I was thinking about art because we had just been to the Jerwood Gallery, which is currently showing exhibitions by Mark Wallinger and Wilhelmina Barns-Graham. The Wallinger includes Landscape with the Fall of Icarus (2007), which refers back to the great painting by Bruegel but is just a video installation with You've Been Framed clips. He also had some photographs of the local Birdman competition and a room with a wall of mirrors and an Eadward Muybridge grid, with encouragement to take photographs (my sons were happy to oblige). Here, I will focus on Barns-Graham, who I've only ever mentioned once before on this blog.
The Jerwood's display, Sea, Rock, Earth and Ice, is described on The Wilhelmina Barns-Graham Trust website.
'The Jerwood Gallery takes their own Barns-Graham painting Winter Landscape, 1952 as the rationale for the display. The starting point is a strong group of glaciers that includes Glacier Painting, Green and Brown, 1951 from Sheffield Museums (the show travels to the Graves Gallery, opening 8 December) before showing how the series developed away from having direct glacier references to one of rock forms...'The sketchbooks and texts displayed alongside the paintings show the artist trying to uncover the shapes of the mountains' steep rock faces and curving ice fields. I noted down part of a quote, next to End of the Glacier, Upper Grindelwald (1949), which conveys a strong sense of the Sublime.
"Once while working against the evening light rapidly fading, I experienced a terrifying desire to roll myself down the mountain side. Calmly as I could I came down the wood steps cut in the ice, Grindelwald far below. ... I heard the awful roar of an avalanche and seeing what looked like a trickle of salt in the distant heights. All this and the many moods beautiful and frightening fascinated me."
I have always loved Barns-Graham's glacier paintings, in particular Glacier Crystal, Grindelwald (1950) - not in this show, but reproduced (above) on the front of the Tate's 2005 exhibition catalogue. Maybe this is partly because they resemble frozen air. The Grindelwald glacier, she wrote, seemed to breath. "This likeness to glass and transparency, combined with solid, rough ridges made me wish to combine in a work all angles at once, from above, through, and all round, as a bird flies, a total experience..."
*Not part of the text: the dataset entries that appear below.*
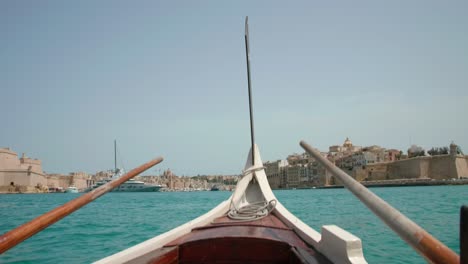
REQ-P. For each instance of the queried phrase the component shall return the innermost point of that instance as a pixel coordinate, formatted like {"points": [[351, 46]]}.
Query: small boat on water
{"points": [[128, 186], [71, 189], [252, 226]]}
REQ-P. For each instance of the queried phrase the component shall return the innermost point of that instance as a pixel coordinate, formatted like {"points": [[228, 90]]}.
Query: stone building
{"points": [[20, 174], [276, 174]]}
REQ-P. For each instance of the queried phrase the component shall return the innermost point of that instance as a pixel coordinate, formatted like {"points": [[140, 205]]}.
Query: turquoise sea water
{"points": [[119, 220]]}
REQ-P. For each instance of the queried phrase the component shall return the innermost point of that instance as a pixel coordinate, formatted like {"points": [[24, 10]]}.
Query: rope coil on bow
{"points": [[253, 211]]}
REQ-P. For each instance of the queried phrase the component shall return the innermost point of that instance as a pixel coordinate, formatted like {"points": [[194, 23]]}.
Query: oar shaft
{"points": [[426, 245], [17, 235]]}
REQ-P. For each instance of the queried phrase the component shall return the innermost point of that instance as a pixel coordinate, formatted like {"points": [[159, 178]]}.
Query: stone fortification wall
{"points": [[433, 167], [442, 167], [21, 178], [462, 166], [405, 169], [8, 159], [31, 164]]}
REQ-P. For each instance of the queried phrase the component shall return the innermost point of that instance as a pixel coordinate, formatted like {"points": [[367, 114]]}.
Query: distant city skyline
{"points": [[169, 79]]}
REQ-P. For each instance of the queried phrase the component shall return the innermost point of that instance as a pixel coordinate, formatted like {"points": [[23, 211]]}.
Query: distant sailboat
{"points": [[128, 186]]}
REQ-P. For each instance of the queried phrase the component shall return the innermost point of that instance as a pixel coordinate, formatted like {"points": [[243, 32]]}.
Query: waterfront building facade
{"points": [[20, 174]]}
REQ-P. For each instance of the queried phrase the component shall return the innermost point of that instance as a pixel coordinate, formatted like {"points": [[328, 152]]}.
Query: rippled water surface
{"points": [[119, 220]]}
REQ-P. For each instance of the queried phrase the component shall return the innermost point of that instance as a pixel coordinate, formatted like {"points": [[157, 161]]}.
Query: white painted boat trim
{"points": [[336, 244]]}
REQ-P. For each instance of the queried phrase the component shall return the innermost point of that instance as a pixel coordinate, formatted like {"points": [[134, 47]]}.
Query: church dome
{"points": [[348, 143]]}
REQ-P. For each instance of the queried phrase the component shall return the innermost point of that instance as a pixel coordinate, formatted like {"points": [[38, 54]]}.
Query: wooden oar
{"points": [[17, 235], [426, 245]]}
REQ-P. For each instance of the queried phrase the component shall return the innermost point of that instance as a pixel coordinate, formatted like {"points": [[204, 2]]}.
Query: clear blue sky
{"points": [[169, 78]]}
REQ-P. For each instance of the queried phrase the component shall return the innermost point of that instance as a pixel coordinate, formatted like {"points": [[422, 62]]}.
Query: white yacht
{"points": [[128, 186], [72, 189]]}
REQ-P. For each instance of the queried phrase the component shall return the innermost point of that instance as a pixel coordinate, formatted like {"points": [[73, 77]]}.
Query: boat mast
{"points": [[115, 156], [247, 54]]}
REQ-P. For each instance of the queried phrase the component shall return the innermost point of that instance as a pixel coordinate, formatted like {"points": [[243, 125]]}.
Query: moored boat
{"points": [[252, 226], [131, 185], [71, 189]]}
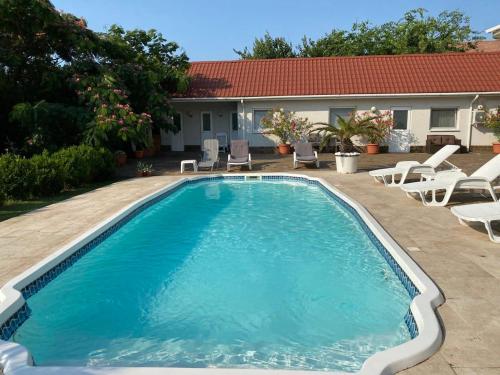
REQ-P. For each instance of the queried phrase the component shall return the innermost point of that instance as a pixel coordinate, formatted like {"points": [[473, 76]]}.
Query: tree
{"points": [[415, 32], [268, 47], [47, 55]]}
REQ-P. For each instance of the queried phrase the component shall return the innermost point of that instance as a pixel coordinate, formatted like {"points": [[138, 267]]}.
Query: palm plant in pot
{"points": [[286, 126], [346, 160], [378, 129]]}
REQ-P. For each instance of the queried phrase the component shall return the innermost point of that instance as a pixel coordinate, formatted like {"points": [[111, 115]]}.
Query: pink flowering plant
{"points": [[113, 116], [285, 125]]}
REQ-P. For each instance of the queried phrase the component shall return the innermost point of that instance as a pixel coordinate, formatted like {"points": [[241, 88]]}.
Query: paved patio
{"points": [[461, 260]]}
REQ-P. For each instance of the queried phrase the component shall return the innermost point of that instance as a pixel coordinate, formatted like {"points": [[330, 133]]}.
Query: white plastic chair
{"points": [[449, 181], [484, 213], [404, 168], [222, 138]]}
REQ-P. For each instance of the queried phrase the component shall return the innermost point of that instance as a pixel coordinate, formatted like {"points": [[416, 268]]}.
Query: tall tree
{"points": [[268, 47], [46, 56], [415, 32]]}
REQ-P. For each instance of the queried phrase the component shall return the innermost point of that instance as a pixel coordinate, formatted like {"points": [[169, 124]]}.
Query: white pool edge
{"points": [[16, 360]]}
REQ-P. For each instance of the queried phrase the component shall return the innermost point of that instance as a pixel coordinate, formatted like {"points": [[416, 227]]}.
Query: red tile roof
{"points": [[486, 46], [401, 74]]}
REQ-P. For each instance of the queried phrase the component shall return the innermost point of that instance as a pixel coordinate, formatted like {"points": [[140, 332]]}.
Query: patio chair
{"points": [[210, 155], [404, 168], [222, 138], [449, 181], [239, 154], [480, 212], [304, 153]]}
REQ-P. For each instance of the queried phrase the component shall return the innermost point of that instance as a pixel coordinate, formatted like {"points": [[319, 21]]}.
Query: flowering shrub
{"points": [[285, 125], [114, 118], [378, 126], [492, 121]]}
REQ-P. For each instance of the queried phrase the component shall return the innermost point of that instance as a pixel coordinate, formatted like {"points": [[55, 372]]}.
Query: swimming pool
{"points": [[280, 273]]}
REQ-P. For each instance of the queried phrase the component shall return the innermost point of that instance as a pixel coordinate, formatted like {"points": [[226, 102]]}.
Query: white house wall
{"points": [[317, 110]]}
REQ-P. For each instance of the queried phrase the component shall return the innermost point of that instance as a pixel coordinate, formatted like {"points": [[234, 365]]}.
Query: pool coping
{"points": [[15, 359]]}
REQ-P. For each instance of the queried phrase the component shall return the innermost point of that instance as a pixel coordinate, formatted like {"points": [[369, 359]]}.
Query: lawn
{"points": [[15, 208]]}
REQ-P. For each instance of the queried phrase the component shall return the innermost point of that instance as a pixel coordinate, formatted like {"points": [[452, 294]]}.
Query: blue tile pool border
{"points": [[8, 328]]}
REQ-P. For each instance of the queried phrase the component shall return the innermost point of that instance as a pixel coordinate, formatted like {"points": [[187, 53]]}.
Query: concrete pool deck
{"points": [[461, 260]]}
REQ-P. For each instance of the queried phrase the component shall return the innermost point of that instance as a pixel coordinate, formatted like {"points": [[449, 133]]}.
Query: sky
{"points": [[210, 29]]}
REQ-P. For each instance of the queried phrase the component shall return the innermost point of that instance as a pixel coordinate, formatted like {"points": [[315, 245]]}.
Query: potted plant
{"points": [[346, 160], [144, 170], [286, 126], [121, 158], [492, 121], [139, 154], [377, 129]]}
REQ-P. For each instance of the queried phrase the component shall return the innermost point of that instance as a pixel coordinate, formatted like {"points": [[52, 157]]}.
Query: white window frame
{"points": [[437, 130], [211, 121], [254, 130], [408, 109], [338, 107], [231, 121]]}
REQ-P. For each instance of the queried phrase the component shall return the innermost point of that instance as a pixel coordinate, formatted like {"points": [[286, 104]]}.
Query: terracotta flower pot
{"points": [[121, 159], [372, 148], [284, 149], [157, 143], [346, 162], [496, 148]]}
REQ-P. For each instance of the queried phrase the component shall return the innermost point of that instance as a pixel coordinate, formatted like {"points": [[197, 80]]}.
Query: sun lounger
{"points": [[389, 175], [449, 181]]}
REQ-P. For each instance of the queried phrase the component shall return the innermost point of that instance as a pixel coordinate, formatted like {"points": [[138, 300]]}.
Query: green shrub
{"points": [[101, 161], [48, 175], [16, 177], [74, 164]]}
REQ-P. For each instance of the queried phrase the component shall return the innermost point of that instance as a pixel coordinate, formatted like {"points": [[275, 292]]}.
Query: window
{"points": [[206, 121], [400, 117], [342, 112], [258, 115], [443, 118], [234, 121], [177, 122]]}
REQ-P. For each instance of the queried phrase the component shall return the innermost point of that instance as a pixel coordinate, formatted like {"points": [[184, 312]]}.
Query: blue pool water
{"points": [[225, 274]]}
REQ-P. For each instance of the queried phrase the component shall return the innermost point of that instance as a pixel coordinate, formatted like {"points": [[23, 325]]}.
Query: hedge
{"points": [[48, 174]]}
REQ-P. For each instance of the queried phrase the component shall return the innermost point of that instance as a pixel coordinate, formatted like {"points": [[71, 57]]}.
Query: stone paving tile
{"points": [[477, 371], [461, 260]]}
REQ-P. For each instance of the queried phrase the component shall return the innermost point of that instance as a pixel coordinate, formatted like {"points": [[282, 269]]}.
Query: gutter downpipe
{"points": [[469, 128], [244, 119]]}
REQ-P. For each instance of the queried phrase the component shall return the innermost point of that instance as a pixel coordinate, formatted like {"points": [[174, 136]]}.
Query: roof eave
{"points": [[344, 96]]}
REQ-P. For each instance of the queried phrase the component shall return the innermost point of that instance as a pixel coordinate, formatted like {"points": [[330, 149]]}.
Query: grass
{"points": [[15, 208]]}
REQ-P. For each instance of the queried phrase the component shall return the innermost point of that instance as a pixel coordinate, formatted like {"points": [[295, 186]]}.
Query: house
{"points": [[427, 93]]}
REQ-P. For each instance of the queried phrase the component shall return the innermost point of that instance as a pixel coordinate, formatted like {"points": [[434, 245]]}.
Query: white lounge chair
{"points": [[449, 181], [404, 168], [210, 155], [304, 153], [239, 154], [222, 138], [481, 212]]}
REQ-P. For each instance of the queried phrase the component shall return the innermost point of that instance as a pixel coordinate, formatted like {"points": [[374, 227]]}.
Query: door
{"points": [[399, 138], [233, 126], [177, 139], [206, 126]]}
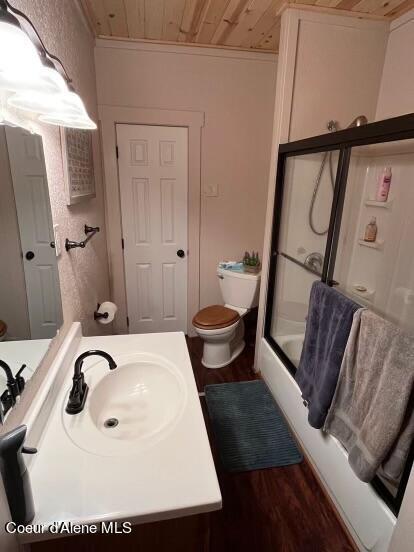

Sea, Rock, Earth and Ice took in other work from Barns-Graham's long career, and was a reminder of the abiding interest she showed in other naturally abstract landforms, from the quarries she sketched in the late fifties to the lava she drew in the early nineties. The waves of the Lanzarote lava field were conveyed in white chalk and pastel on black paper, reminding me of the Tacita Dean drawings I saw recently in London. The fact that for a decade or so these artists were contemporaries is rather amazing. When Barns-Graham died in 2004 at the age of 91, her 'radiant' late work was evidently as highly regarded by critics as anything else she had painted.